We’ve talked before about David Epstein’s wonderful book Range, which advises against premature specialization—in athletes, in kids, in intellectual development. It tends to be better, he writes, to pursue a wide variety of activities and build a base of competence than it is to be like Tiger Woods and dedicate yourself to golf at two years old.
But it’s important that the message of this book is not oversimplified. There undoubtedly must come a time, as Epstein points out for someone like Roger Federer, where you decide to commit to something and it becomes your thing. While you don’t want to do that too early, it’s important you don’t get to it too late either. Getting serious about becoming a Navy SEAL at age 40 is an exercise in futility.
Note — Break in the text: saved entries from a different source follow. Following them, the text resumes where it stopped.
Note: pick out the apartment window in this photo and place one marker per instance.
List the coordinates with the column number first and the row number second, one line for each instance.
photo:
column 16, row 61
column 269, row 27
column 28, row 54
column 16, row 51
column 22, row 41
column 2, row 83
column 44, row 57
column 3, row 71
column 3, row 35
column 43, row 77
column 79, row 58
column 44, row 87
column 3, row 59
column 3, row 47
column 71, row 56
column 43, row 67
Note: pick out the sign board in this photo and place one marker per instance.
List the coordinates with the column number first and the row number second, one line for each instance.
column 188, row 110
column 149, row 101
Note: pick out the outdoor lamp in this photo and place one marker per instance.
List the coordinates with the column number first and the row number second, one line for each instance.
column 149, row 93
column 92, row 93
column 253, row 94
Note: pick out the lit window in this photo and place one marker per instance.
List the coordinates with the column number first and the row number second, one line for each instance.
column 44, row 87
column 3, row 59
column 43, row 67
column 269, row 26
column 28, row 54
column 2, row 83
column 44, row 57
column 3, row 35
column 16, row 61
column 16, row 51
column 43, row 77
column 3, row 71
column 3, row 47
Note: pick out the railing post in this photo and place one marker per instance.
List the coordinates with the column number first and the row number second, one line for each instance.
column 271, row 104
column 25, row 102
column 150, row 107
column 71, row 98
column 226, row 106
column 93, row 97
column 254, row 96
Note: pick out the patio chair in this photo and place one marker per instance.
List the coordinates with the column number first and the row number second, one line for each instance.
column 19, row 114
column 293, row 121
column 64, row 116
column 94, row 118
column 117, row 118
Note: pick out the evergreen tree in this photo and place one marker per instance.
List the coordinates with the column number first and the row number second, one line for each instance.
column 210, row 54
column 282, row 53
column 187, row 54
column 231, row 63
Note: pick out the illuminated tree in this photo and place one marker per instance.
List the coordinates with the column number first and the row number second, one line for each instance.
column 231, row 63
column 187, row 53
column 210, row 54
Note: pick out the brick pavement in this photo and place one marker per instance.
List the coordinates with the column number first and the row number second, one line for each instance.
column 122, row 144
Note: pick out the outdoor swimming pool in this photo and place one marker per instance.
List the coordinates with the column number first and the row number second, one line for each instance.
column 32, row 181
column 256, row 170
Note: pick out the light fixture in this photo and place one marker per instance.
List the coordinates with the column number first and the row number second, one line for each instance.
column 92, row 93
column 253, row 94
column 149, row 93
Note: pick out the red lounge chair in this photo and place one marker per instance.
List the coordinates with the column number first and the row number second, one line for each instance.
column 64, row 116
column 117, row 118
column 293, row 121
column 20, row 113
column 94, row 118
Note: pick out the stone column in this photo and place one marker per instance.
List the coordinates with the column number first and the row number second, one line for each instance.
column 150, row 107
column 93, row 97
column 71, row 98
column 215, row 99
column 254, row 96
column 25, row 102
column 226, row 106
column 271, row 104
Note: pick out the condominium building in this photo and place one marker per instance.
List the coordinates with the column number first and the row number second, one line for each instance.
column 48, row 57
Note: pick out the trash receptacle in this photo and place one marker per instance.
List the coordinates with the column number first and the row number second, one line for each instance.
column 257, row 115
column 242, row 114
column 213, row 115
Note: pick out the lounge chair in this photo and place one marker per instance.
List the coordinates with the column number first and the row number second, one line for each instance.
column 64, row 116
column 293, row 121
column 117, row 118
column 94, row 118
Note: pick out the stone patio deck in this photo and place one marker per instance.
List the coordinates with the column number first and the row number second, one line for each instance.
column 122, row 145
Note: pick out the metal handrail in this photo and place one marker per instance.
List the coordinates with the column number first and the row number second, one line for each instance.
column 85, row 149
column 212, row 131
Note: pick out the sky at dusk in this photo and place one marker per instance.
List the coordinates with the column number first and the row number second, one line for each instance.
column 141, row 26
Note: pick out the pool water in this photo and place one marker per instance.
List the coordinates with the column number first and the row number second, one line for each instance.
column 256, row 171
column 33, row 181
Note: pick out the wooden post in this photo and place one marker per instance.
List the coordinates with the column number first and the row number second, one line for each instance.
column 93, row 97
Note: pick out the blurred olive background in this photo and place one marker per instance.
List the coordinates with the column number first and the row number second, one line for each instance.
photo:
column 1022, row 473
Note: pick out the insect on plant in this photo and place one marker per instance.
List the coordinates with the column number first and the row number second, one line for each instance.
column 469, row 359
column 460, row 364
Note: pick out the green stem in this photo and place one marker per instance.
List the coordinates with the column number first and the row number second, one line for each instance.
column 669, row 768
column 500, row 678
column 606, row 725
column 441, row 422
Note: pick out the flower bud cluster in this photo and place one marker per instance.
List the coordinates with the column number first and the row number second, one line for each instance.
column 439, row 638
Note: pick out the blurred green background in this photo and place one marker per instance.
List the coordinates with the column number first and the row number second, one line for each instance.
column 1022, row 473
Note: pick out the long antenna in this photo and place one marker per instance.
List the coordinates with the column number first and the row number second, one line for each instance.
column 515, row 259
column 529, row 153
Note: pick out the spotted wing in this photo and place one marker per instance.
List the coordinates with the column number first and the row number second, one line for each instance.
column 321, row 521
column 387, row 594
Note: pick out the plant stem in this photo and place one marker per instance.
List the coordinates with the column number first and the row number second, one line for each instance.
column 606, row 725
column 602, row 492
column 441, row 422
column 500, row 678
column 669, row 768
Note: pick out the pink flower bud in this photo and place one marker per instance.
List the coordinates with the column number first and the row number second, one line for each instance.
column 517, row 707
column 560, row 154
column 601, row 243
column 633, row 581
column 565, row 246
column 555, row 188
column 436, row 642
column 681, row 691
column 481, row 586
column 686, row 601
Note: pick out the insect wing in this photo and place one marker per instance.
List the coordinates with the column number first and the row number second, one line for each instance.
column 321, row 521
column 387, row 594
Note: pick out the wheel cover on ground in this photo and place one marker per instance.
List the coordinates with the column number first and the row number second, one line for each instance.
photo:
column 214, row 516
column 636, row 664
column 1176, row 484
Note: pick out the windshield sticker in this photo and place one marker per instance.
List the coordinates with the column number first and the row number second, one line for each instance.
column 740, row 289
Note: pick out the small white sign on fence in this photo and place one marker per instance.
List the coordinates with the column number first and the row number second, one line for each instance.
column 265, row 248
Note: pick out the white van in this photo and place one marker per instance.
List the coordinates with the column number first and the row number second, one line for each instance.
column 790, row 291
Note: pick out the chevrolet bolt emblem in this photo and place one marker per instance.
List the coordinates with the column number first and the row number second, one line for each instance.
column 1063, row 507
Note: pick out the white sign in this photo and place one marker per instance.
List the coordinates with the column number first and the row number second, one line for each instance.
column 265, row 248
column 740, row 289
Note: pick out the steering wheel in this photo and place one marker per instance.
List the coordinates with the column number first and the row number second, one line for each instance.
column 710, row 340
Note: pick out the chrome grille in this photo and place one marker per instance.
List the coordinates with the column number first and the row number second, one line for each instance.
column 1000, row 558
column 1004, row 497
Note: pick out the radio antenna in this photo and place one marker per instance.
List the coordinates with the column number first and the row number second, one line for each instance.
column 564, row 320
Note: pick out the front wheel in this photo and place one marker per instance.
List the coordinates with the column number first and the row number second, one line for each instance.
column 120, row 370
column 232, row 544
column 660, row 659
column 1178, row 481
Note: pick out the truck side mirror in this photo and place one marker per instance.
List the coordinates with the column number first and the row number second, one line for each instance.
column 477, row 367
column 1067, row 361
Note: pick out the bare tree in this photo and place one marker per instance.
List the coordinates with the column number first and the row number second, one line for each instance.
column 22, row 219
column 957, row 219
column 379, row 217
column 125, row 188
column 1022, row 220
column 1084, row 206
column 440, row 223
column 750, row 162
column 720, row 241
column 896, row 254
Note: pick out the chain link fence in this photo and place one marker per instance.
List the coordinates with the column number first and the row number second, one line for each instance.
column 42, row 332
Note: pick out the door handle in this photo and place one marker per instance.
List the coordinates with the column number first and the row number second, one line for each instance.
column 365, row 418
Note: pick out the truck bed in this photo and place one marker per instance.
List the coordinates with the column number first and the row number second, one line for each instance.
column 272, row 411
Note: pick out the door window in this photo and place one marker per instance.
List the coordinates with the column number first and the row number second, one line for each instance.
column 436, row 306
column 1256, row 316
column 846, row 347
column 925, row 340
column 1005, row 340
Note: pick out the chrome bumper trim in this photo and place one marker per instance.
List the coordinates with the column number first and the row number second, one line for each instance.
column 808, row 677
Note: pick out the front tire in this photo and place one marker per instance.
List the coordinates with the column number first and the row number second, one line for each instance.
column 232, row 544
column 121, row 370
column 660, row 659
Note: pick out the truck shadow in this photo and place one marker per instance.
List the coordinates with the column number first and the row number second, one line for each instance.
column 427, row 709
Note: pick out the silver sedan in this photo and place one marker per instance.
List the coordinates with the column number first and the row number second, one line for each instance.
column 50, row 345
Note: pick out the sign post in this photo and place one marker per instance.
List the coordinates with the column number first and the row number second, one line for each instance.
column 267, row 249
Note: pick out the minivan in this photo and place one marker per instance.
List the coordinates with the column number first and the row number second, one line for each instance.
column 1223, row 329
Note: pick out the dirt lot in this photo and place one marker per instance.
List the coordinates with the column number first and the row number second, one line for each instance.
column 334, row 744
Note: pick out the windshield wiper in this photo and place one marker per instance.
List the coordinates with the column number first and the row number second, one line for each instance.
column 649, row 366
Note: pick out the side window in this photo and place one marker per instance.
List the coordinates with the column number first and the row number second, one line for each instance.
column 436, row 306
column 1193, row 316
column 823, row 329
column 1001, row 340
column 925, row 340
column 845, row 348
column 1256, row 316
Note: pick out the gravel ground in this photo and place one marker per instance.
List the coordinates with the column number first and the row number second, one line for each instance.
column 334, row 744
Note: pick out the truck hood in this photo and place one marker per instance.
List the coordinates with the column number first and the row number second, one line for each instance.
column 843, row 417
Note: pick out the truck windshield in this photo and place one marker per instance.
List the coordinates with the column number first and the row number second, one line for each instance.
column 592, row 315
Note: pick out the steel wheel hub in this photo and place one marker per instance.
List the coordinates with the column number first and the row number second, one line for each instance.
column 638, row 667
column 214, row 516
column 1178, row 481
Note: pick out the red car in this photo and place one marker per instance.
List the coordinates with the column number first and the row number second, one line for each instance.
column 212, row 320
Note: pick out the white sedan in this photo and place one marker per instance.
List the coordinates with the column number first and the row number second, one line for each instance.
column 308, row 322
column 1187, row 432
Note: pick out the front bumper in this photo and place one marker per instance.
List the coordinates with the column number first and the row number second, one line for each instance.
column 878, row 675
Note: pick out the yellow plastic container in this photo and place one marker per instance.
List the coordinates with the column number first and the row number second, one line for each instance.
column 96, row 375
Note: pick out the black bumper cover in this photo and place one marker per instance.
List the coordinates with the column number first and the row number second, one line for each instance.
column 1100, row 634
Which is why it’s important that we also pass along the advice that David Brooks has for young people in The Second Mountain. “Get to yourself quickly,” he writes. “If you know what you want to do, start doing it.” It’s ironic that the rise of specialization for kids seems to have also coincided with an increasingly extended adolescence for many kids. Now everybody is told to go to college. Then encouraged to travel. Then move to a new city. Date around, have flings. Try a handful of different jobs. People seem to be delaying getting serious about their lives…and then they wonder why they are falling behind, why they aren’t truly great at anything.
So this is the delicate balance you’ll have to figure out as you guide your kids through life. Don’t take options off the table too early…but don’t put off choosing forever. It’s great to be interested in lots of things…but you should still search for a true love. Don’t overly specialize…but if you have a calling, chase it!